If your GPU is not found, you might want to try to force export the path to cuda in your conda environment:

export LD_LIBRARY_PATH=$LD_LIBRARY_PATH:$CONDA_PREFIX/lib/

Otherwise, try following the TensorFlow guidelines.

Training stopped before the end

If the number of steps is too high for the batch size, TensorFlow will stop the training. The plugin will consider training to be done, while the number of epochs and steps has not been completed.

The number of steps should be chosen to be roughly equal to the number of patches divided by the batch size. Unfortunately, we do not know the number of patches before starting training, as it depends on multiple factor (size of the images, augmentation, patch size).

A way around it is to look at console output at the beginning of the training and catch the number of training patches printed out.

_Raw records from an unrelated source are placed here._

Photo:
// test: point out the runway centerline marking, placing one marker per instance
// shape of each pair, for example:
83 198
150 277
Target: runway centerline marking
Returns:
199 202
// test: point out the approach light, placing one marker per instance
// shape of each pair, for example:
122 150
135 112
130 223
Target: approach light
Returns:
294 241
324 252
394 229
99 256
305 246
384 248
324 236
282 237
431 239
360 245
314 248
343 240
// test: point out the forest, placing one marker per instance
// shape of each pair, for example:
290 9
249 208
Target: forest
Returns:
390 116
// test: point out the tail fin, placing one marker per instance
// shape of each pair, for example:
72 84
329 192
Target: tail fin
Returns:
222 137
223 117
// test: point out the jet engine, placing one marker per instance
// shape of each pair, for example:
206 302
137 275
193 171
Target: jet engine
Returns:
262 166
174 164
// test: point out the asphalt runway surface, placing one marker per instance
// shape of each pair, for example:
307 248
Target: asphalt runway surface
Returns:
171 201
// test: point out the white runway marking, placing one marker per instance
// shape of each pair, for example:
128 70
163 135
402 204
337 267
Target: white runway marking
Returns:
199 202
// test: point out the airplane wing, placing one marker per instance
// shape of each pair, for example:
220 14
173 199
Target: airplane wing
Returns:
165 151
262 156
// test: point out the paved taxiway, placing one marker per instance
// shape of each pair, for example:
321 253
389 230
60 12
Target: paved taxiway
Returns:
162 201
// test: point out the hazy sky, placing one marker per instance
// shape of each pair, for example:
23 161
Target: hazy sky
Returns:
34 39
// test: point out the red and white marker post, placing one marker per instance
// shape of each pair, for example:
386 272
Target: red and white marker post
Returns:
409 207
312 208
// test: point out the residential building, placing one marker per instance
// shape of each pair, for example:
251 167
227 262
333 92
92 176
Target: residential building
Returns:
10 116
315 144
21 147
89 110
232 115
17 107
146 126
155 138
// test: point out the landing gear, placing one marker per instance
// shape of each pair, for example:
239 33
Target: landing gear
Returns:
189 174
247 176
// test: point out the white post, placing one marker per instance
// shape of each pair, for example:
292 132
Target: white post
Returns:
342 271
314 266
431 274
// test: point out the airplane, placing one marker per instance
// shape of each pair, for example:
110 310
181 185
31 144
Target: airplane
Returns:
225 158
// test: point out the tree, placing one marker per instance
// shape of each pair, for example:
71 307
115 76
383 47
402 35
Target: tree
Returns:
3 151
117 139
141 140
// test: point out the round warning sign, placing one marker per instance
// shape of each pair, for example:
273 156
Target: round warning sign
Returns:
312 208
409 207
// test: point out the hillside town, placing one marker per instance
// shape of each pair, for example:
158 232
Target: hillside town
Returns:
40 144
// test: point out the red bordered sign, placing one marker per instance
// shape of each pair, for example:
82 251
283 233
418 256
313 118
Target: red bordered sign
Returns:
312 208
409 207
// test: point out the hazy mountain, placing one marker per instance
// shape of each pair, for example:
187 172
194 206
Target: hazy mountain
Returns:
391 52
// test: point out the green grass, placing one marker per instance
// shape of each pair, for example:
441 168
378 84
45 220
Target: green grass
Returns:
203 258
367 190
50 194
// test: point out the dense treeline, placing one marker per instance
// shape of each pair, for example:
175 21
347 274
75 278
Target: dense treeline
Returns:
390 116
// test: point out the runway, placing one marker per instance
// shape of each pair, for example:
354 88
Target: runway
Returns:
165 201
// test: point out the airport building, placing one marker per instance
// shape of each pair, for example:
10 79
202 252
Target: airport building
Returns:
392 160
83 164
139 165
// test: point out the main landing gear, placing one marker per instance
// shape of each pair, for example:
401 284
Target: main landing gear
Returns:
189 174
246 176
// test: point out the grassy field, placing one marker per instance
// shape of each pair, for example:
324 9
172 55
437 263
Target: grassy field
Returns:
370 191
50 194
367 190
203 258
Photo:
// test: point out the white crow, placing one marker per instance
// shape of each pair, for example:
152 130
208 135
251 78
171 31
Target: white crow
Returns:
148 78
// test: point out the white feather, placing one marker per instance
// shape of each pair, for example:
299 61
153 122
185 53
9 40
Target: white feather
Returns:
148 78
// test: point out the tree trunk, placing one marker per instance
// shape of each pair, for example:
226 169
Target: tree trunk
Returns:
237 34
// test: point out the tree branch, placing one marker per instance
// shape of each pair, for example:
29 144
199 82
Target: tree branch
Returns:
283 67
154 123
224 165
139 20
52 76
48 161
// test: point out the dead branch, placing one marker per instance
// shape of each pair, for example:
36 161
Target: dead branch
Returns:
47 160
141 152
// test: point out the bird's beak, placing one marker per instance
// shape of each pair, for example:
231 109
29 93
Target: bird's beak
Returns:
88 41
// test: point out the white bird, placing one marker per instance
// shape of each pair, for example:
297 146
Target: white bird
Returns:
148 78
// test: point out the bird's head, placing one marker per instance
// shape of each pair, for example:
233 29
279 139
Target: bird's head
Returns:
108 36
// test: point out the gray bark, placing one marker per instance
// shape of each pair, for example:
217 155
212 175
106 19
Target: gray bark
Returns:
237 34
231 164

Example: 2400 patches if the size of the training set is (2400, 64, 64, 1).

Start the training again (don’t forget to reset the model or to restart the plugin), albeit with the corrected steps.

Getting out-of-memory (OOM) errors

If you have OOM errors, first determine whether this is physical, virtual or GPU memory from the error message. In most cases, this will be a GPU memory problem as GPU tend to be the limiting factor.

Few parameters allow reducing the load on the GPU memory:

Bacth size: reduce the batch size to improve the chances to fit in the GPU memory.
Patch XY and Patch Z: reduce the patch size. Note that patch size might be important to allow the network to see enough features of the image. Do no go smaller than the features of your images.
Tiling: during prediction tiling helps breaking down the images into tiles in order to fit in the GPU memory.

The training hangs at the end of each epoch

This happens when the validation set is huge. Make sure to select either small images for validation, or to choose the same images for training and validation (the plugin will then remove validation images from the training set).